O futuro do jeito certo – Ana Rafaela


9 de junho de 2019 l Atualizada em - 7 de junho de 2019 às 16:01

Com o intuito de conscientizar trabalhadores, empregadores, governos de todo o mundo e a sociedade em geral, no ano de 2002, a Organização Internacional do Trabalho (OIT) definiu o dia 12 de junho como o Dia Mundial do Combate ao Trabalho Infantil. Todos os anos, crianças e jovens são vitimas de acidentes de trabalho graves ou perdem a vida, no Brasil e em outros países pelo mundo.

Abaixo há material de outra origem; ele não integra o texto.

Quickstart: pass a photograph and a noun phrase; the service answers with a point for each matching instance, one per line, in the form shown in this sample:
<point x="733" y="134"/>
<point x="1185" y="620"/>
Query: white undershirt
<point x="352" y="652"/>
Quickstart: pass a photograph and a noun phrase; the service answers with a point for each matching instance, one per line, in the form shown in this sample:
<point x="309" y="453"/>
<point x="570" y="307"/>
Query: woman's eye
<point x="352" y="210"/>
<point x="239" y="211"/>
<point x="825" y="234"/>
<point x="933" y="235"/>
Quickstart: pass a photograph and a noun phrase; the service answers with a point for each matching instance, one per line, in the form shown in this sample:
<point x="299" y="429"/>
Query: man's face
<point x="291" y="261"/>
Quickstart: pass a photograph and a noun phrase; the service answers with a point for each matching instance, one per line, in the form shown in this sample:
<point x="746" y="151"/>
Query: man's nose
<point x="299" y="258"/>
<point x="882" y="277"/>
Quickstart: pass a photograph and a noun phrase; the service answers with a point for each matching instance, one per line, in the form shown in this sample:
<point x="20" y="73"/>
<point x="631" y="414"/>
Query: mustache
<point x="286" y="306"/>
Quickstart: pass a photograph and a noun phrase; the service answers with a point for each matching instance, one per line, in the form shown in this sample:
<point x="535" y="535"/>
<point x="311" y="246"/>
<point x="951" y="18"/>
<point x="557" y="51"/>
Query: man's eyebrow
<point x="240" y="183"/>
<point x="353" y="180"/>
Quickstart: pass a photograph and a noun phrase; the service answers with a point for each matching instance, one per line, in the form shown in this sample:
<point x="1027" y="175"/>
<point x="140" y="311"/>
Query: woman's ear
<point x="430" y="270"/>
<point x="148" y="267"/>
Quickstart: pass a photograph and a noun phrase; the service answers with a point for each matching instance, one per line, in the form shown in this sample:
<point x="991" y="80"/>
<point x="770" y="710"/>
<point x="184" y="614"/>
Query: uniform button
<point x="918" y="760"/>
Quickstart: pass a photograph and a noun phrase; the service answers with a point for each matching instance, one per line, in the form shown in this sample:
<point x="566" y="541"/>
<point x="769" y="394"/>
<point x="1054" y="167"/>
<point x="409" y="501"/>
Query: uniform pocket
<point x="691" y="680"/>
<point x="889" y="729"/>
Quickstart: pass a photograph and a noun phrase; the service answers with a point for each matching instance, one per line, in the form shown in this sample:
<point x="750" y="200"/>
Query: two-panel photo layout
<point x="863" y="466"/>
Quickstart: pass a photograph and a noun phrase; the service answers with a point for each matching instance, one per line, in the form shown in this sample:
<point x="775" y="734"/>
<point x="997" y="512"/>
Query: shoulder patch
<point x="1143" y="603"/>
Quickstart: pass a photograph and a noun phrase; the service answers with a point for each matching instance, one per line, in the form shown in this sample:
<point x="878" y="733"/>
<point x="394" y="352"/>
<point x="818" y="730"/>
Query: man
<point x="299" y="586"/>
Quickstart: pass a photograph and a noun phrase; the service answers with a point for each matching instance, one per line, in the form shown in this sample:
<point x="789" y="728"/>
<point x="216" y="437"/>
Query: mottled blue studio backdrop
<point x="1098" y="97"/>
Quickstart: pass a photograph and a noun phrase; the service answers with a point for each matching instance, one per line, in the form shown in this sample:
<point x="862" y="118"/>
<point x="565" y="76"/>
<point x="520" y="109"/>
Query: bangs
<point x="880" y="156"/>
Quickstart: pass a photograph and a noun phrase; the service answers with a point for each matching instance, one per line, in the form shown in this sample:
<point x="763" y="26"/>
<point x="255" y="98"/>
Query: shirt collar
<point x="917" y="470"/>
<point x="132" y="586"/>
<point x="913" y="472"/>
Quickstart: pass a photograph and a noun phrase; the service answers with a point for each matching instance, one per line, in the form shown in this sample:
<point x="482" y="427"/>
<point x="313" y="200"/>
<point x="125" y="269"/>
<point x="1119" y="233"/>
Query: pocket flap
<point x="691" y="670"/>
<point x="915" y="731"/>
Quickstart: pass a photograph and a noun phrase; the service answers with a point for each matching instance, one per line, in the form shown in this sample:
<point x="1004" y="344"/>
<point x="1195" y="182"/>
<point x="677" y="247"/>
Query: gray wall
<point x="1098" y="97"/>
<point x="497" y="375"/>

As piores formas de trabalho infantil foram tema da campanha “Não proteger a infância é condenar o futuro”, lançada pelo Fórum Nacional de Prevenção e Erradicação do Trabalho Infantil (FNPETI) em parceria com o MPT (Ministério Publico do Trabalho) e a OIT.

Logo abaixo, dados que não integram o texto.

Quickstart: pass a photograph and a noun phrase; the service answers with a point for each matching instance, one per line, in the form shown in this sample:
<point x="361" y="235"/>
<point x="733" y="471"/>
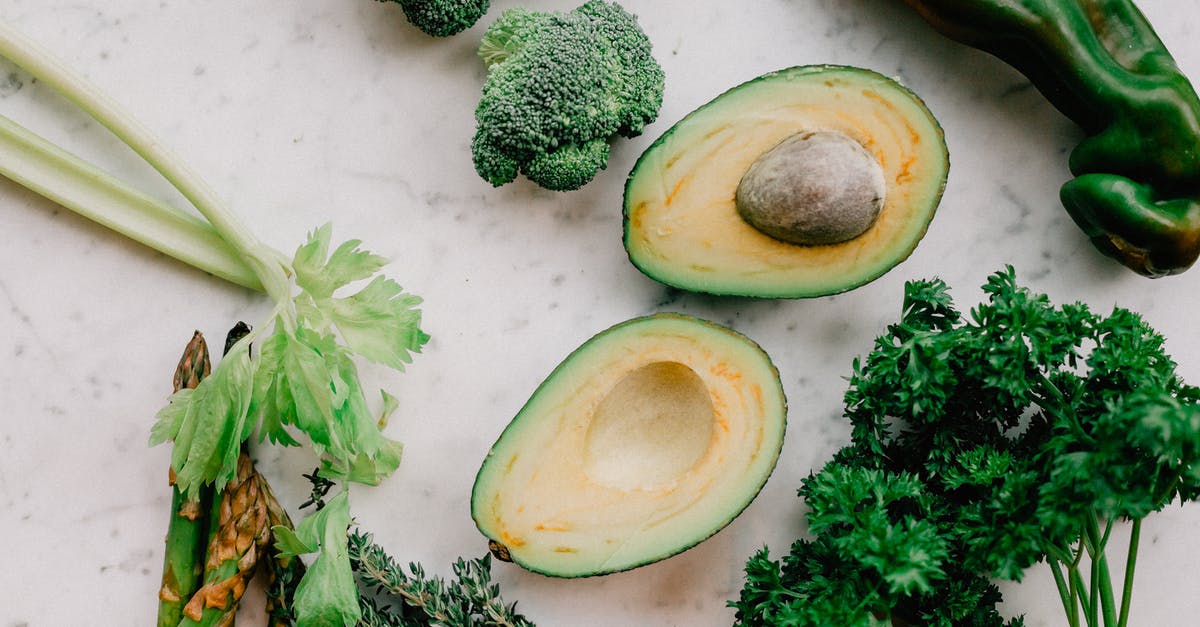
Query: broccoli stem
<point x="269" y="266"/>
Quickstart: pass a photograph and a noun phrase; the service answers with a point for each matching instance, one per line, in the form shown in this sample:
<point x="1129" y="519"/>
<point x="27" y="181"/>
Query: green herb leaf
<point x="327" y="595"/>
<point x="210" y="423"/>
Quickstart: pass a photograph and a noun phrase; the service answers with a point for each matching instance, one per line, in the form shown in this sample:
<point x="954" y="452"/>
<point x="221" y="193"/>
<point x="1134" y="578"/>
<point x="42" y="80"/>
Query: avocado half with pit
<point x="645" y="441"/>
<point x="801" y="183"/>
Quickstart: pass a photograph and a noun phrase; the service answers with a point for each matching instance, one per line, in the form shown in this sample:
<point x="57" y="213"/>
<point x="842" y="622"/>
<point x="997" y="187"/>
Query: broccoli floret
<point x="559" y="87"/>
<point x="443" y="18"/>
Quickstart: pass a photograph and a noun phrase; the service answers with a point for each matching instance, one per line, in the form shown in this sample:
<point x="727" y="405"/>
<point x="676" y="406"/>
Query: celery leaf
<point x="328" y="593"/>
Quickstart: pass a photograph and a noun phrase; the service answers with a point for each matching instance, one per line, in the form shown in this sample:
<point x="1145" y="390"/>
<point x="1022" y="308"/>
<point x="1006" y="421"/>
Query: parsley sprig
<point x="983" y="445"/>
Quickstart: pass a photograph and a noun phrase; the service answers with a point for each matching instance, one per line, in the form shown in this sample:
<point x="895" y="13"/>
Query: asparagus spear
<point x="241" y="535"/>
<point x="186" y="535"/>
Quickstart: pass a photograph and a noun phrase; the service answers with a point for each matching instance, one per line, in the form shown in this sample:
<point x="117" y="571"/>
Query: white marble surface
<point x="305" y="111"/>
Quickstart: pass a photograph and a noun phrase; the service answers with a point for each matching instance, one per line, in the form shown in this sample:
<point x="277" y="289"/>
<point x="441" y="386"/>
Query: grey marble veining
<point x="306" y="112"/>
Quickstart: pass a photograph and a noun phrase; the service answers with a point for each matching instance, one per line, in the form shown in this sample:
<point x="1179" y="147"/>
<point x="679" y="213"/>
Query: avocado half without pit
<point x="802" y="183"/>
<point x="645" y="441"/>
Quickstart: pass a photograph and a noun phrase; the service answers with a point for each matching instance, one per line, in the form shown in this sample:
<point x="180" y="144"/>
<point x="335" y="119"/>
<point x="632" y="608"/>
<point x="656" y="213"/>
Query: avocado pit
<point x="815" y="187"/>
<point x="653" y="427"/>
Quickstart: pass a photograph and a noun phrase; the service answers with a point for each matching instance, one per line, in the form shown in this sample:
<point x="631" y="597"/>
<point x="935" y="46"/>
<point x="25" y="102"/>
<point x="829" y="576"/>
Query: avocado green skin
<point x="499" y="550"/>
<point x="1137" y="191"/>
<point x="785" y="292"/>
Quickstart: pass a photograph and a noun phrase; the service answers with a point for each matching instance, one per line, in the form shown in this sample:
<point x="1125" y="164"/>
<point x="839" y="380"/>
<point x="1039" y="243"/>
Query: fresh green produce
<point x="443" y="18"/>
<point x="645" y="441"/>
<point x="186" y="530"/>
<point x="1137" y="187"/>
<point x="701" y="215"/>
<point x="418" y="599"/>
<point x="983" y="445"/>
<point x="559" y="87"/>
<point x="215" y="545"/>
<point x="301" y="380"/>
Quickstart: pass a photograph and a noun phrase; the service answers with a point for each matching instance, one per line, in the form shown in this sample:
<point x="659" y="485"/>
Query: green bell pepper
<point x="1137" y="187"/>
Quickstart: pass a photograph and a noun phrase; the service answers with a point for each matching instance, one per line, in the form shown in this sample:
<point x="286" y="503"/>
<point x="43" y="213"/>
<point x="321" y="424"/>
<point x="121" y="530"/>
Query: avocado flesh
<point x="647" y="440"/>
<point x="682" y="225"/>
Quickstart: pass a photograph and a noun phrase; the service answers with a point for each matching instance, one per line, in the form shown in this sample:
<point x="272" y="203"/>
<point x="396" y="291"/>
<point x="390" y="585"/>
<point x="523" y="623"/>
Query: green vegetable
<point x="304" y="378"/>
<point x="418" y="599"/>
<point x="186" y="537"/>
<point x="443" y="18"/>
<point x="982" y="446"/>
<point x="559" y="87"/>
<point x="1137" y="191"/>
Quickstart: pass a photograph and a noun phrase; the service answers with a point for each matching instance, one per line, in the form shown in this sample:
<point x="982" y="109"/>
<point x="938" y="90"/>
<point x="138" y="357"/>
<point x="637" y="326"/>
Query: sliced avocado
<point x="645" y="441"/>
<point x="683" y="225"/>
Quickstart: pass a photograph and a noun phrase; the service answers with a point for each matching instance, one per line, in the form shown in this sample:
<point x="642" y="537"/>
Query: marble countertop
<point x="315" y="111"/>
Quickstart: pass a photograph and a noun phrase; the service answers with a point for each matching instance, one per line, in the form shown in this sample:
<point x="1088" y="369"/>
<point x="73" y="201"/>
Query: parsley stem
<point x="1131" y="563"/>
<point x="1102" y="578"/>
<point x="1063" y="589"/>
<point x="1079" y="591"/>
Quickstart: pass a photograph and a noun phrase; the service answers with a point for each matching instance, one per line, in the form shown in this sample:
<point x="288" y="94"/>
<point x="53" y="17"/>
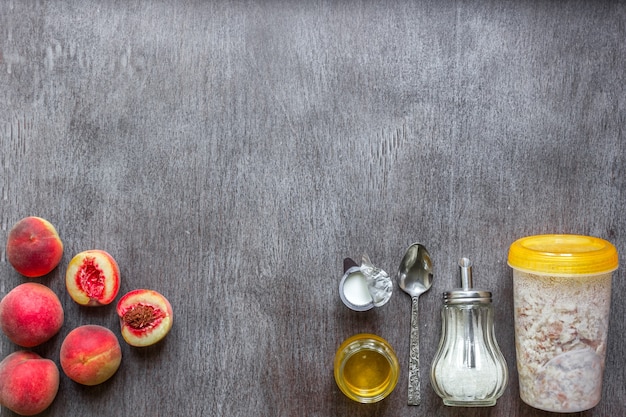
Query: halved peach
<point x="93" y="278"/>
<point x="34" y="247"/>
<point x="146" y="317"/>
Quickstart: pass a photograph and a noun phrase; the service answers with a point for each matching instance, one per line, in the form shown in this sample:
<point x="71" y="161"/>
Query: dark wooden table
<point x="231" y="154"/>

São elas tarefas relacionadas à agricultura, à metalúrgica, em canaviais, minas de carvão ou funilarias, junto a fornos quentes, as atividades domésticas, a produção e o tráfico de drogas, o trabalho escravo, o uso de crianças em conflitos armados, exploração sexual e trabalho informal urbano, como feiras livres, lixões e vendendo produtos nas avenidas e semáforos.

No Brasil, haviam 2,4 milhões de crianças e adolescentes entre 5 e 17 anos trabalhando ilegalmente em 2016, sendo parte delas nas piores formas de trabalho infantil, citadas anteriormente. Esta prática acontece, principalmente, em regiões de menor amparo econômico, por conta da necessidade de complementar a renda familiar.

O Estatuto da Criança e do Adolescente (ECA) conceitua trabalho infantil como aquele realizado por crianças ou adolescentes com idade inferior a 16 anos, a não ser na condição de aprendiz, e com todos os direitos, proteções e remunerações cabíveis garantidos.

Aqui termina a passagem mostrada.